Giter Site home page Giter Site logo

hanyoseob / pytorch-stn Goto Github PK

View Code? Open in Web Editor NEW
1.0 3.0 2.0 727 KB

Spatial Transform Networks

Home Page: https://github.com/hanyoseob/pytorch-STN

Python 100.00%
deep-learning deep-neural-networks convolutional-neural-networks stn spatial-transform-network pytorch-cnn

pytorch-stn's Introduction

STN

Title

Spatial Transform Networks

Abstract

Convolutional Neural Networks define an exceptionally powerful class of models, but are still limited by the lack of ability to be spatially invariant to the input data in a computationally and parameter efficient manner. In this work we introduce a new learnable module, the Spatial Transformer, which explicitly allows the spatial manipulation of data within the network. This differentiable module can be inserted into existing convolutional architectures, giving neural networks the ability to actively spatially transform feature maps, conditional on the feature map itself, without any extra training supervision or modification to the optimisation process. We show that the use of spatial transformers results in models which learn invariance to translation, scale, rotation and more generic warping, resulting in state-of-the-art performance on several benchmarks, and for a number of classes of transformations.

alt text alt text

Train

$ python main.py --mode train \
                 --scope [scope name] \
                 --name_data [data name] \
                 --dir_data [data directory] \
                 --dir_log [log directory] \
                 --dir_checkpoint [checkpoint directory]
                 --gpu_ids [gpu id; '-1': no gpu, '0, 1, ..., N-1': gpus]

$ python main.py --mode train \
                 --scope stn \
                 --name_data mnist \
                 --dir_data ./datasets \
                 --dir_log ./log \
                 --dir_checkpoint ./checkpoint
                 --gpu_ids 0
  • If --scope is defined as "stn", a classification network with STN is used.

$ python main.py --mode train \
                 --scope cls \
                 --name_data mnist \
                 --dir_data ./datasets \
                 --dir_log ./log \
                 --dir_checkpoint ./checkpoint
                 --gpu_ids 0
  • If --scope is defined as "cls", a classification network without STN is used.

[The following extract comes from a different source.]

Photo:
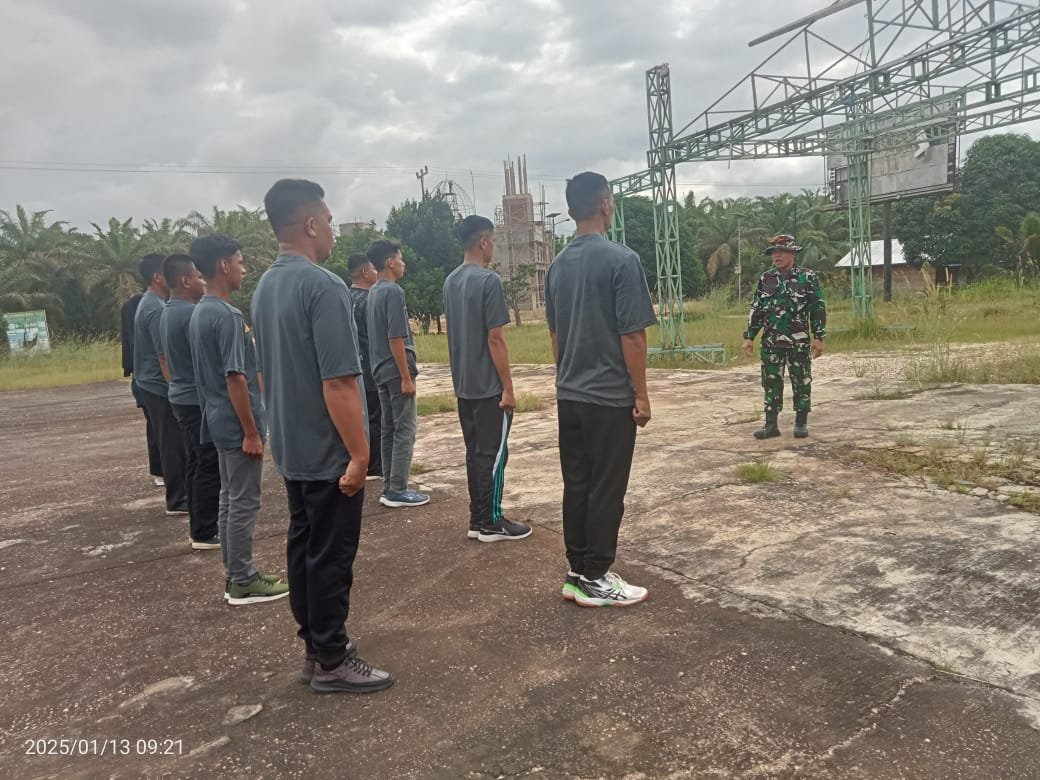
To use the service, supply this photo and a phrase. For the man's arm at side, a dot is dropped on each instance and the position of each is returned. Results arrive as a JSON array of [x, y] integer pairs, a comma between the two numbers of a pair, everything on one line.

  • Set [scope name] uniquely.
  • To understand hierarchy of directories based on their arguments, see directories structure below.
  • Hyperparameters were written to arg.txt under the [log directory].

Test

$ python main.py --mode test \
                 --scope [scope name] \
                 --name_data [data name] \
                 --dir_data [data directory] \
                 --dir_log [log directory] \
                 --dir_checkpoint [checkpoint directory] \
                 --dir_result [result directory]
                 --gpu_ids [gpu id; '-1': no gpu, '0, 1, ..., N-1': gpus]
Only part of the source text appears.